Colorado Parks and Wildlife reminds the public that feeding wildlife at any time can be very detrimental to their long-term survival, in addition to being illegal. Some non-natural foods can lead to severe digestive ailments that can cause death in ungulates like mule deer and elk. Feeding concentrates wildlife, increasing the likelihood of disease transmission. In addition, it can lead to a dependency on human-provided foods, change natural migration patterns and attract predators.

"We understand that people want to help in situations like these," said Velarde. "But feeding should only be done by professionals, if it’s done at all. If people take matters into their own hands, it will likely do more harm than good, leading to wildlife deaths, and can also result in citations and fines."

Velarde adds that the most effective way for people to help wildlife stressed by winter conditions is to limit activities on winter ranges, where deer and elk are finding shelter and foraging for what food remains available. Human-caused disturbance leads wildlife to expend critical energy necessary for survival during the coldest time of the year, he said.

To learn more about mule deer and Colorado's effort to address their decline, see Colorado's West Slope Mule Deer Strategy.
 

schmalts

Well-known member
Joined
Aug 22, 2002
Messages
8,834
Location
WI
Just when the mule deer hunting was getting to its best it has been in over a decade mother nature takes swing again.
 

theat

Well-known member
Joined
Aug 28, 2010
Messages
728
Location
NW Montana
I spent December catching about 450 mule deer in NW Colorado as part of a multi year CPW study. The fawns that I weighed ranged from 34lbs to 108lbs. Most were in the mid 80s. Lots of very healthy deer going into the winter.

I just got done catching deer in NC Montana. It is amazing how much bigger the deer were in Colorado. Some of the 2 year old bucks were not much bigger than a big CO fawn.
 

cur dog

Active member
Joined
Feb 20, 2011
Messages
421
Ouch!! I decided not to apply for Wyoming elk this year and instead, hunt deer in the Colorado high country. This is good information, but it has me seriously scratching my head for another 2016 option.
 

HighDesertSage

Well-known member
Joined
Apr 6, 2013
Messages
3,282
Location
Sage Brush to Corn Fields
I spent December catching about 450 mule deer in NW Colorado as part of a multi year CPW study. The fawns that I weighed ranged from 34lbs to 108lbs. Most were in the mid 80s. Lots of very healthy deer going into the winter.
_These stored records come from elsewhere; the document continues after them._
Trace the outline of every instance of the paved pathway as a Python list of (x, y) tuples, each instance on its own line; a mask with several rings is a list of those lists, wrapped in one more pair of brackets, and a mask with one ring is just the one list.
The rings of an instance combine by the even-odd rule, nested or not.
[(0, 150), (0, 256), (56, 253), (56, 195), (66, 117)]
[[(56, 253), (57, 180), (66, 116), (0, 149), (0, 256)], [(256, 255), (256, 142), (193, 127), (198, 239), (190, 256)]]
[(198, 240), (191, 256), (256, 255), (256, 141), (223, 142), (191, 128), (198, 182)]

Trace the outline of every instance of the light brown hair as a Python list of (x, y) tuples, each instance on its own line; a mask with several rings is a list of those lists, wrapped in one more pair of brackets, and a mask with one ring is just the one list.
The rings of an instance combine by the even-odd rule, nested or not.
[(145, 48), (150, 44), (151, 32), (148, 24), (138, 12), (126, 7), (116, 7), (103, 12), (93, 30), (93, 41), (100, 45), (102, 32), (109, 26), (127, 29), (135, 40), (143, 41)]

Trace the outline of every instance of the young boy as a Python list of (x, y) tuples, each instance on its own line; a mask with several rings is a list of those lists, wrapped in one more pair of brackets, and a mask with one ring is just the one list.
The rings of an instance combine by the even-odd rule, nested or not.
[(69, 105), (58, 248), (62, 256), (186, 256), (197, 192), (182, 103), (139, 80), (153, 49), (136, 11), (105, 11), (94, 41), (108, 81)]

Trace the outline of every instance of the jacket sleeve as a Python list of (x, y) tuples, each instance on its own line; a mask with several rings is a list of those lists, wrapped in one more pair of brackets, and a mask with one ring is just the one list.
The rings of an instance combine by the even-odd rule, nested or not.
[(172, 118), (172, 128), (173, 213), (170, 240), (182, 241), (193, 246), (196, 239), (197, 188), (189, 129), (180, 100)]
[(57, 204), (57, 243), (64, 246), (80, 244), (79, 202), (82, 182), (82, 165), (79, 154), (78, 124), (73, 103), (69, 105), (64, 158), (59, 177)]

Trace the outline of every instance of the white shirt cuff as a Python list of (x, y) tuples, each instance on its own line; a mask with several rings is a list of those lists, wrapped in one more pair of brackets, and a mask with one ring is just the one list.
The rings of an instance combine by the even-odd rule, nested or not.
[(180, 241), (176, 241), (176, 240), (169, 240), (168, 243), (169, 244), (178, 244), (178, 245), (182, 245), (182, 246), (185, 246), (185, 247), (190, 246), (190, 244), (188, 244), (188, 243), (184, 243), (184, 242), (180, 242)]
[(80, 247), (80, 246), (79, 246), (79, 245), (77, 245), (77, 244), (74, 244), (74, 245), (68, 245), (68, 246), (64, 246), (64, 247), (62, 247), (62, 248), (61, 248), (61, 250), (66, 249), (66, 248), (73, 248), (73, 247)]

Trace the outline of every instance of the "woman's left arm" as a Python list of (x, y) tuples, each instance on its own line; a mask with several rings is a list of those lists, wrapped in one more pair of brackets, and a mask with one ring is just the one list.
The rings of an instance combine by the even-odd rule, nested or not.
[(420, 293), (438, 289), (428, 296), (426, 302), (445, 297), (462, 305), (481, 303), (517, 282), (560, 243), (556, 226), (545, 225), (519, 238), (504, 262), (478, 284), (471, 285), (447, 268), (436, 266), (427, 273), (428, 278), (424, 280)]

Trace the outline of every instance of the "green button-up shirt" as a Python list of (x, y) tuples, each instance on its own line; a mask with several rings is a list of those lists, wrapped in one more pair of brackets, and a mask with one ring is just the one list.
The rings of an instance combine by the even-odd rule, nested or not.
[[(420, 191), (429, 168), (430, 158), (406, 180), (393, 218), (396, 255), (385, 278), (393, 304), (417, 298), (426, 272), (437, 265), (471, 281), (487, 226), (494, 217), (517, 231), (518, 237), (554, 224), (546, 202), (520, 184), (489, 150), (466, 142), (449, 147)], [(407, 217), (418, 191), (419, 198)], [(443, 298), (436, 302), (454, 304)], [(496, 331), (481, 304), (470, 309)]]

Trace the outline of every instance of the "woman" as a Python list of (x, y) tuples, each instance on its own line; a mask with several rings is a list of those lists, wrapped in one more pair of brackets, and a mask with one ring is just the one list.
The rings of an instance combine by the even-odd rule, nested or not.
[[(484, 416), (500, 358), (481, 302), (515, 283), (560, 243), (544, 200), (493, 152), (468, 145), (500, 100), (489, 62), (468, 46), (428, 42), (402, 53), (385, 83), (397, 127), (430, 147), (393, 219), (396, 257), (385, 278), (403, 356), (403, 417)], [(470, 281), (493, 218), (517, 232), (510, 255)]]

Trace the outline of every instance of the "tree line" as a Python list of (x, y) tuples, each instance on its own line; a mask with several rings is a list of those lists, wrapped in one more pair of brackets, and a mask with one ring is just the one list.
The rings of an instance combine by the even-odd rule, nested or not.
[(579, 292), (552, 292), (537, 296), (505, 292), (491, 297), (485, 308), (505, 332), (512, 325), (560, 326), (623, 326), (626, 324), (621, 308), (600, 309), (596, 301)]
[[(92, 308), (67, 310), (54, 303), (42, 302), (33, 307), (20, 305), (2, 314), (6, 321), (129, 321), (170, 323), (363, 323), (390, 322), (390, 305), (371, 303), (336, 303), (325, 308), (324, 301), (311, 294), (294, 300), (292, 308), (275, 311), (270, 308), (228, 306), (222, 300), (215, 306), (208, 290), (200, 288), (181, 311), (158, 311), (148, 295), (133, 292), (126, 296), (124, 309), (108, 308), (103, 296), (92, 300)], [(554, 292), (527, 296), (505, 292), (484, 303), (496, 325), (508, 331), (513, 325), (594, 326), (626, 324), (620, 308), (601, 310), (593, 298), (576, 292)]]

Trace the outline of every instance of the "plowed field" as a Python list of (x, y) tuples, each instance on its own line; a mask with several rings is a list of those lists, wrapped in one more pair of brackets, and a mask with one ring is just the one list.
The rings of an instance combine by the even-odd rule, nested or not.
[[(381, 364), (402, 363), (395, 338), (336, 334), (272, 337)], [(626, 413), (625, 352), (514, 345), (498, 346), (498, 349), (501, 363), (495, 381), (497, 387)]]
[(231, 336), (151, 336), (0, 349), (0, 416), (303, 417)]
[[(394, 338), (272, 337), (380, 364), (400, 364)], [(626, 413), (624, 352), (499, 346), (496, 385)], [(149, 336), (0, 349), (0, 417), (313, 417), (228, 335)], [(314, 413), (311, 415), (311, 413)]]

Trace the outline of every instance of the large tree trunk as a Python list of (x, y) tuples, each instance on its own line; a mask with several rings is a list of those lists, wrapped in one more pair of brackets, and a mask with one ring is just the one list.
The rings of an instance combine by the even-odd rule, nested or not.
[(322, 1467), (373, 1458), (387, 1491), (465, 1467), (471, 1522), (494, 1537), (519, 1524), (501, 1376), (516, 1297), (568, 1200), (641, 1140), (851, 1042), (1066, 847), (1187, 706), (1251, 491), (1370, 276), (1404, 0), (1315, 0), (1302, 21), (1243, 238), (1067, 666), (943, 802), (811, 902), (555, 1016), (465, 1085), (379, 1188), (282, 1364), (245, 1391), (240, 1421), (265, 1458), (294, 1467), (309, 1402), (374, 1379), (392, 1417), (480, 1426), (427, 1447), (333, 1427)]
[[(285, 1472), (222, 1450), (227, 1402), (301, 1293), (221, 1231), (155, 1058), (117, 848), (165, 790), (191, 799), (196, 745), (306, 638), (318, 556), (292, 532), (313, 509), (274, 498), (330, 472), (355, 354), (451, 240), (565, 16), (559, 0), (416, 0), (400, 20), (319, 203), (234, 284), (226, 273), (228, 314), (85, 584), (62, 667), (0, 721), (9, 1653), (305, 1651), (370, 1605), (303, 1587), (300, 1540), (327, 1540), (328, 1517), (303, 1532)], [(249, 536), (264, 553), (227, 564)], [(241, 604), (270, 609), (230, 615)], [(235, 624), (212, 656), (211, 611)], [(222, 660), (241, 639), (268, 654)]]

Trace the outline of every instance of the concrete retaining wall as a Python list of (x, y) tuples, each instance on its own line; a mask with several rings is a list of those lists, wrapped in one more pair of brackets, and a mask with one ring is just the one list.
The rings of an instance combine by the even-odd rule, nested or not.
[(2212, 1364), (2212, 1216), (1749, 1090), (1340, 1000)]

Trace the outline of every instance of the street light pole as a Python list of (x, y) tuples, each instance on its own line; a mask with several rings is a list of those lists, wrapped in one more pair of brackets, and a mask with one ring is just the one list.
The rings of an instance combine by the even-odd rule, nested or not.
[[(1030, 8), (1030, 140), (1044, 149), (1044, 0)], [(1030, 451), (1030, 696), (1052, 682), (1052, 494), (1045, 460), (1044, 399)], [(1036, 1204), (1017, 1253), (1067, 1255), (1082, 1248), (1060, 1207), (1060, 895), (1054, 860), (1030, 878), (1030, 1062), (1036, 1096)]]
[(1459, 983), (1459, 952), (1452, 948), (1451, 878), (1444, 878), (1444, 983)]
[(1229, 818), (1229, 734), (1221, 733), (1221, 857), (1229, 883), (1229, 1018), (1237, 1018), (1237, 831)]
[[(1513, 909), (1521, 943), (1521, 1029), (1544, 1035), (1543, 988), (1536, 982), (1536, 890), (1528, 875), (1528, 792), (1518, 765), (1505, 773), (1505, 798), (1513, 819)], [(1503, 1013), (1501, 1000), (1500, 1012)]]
I just got done catching deer in NC Montana. It is amazing how much bigger the deer were in Colorado. Some of the 2 year old bucks were not much bigger than a big CO fawn.

CO grows big mule deer. I've hunted mule deer in several other western states, and the bucks in CO were bigger in body mass and antler size.
 

Randy11

Well-known member
Joined
Jan 12, 2009
Messages
6,109
Have you guys been getting this spring weather? Feels like we've lost half our snowpack this last week up here.
 

Bambistew

Well-known member
Joined
Dec 10, 2002
Messages
6,212
Location
Chugiak, AK
Crazy winter. Hope the critters fair well down there.

I've run the snow blower 2x this winter. It's usually 2x a week. It hasn't snowed in almost 6 weeks. The sheep and other critters here are doing well.
 

jims

New member
Joined
Feb 12, 2006
Messages
317
We had deep snow about a week ago in the north front range of Colo. Since that time it's been in the 40's and 50's and barely freezing at night. It is supposed to be in the 40's to 60 the next 10 days. That ought to give the deer on the Front Range and Eastern Colo a break. I have a feeling Western Colo is a bit chillier than here but it's good hearing they are getting somewhat of a break. Just from checking around it sounds like the Gunnison Valley and NW corner have been hit the hardest. Keep your fingers crossed that there isn't any more deep, crusty snow on the winter ranges!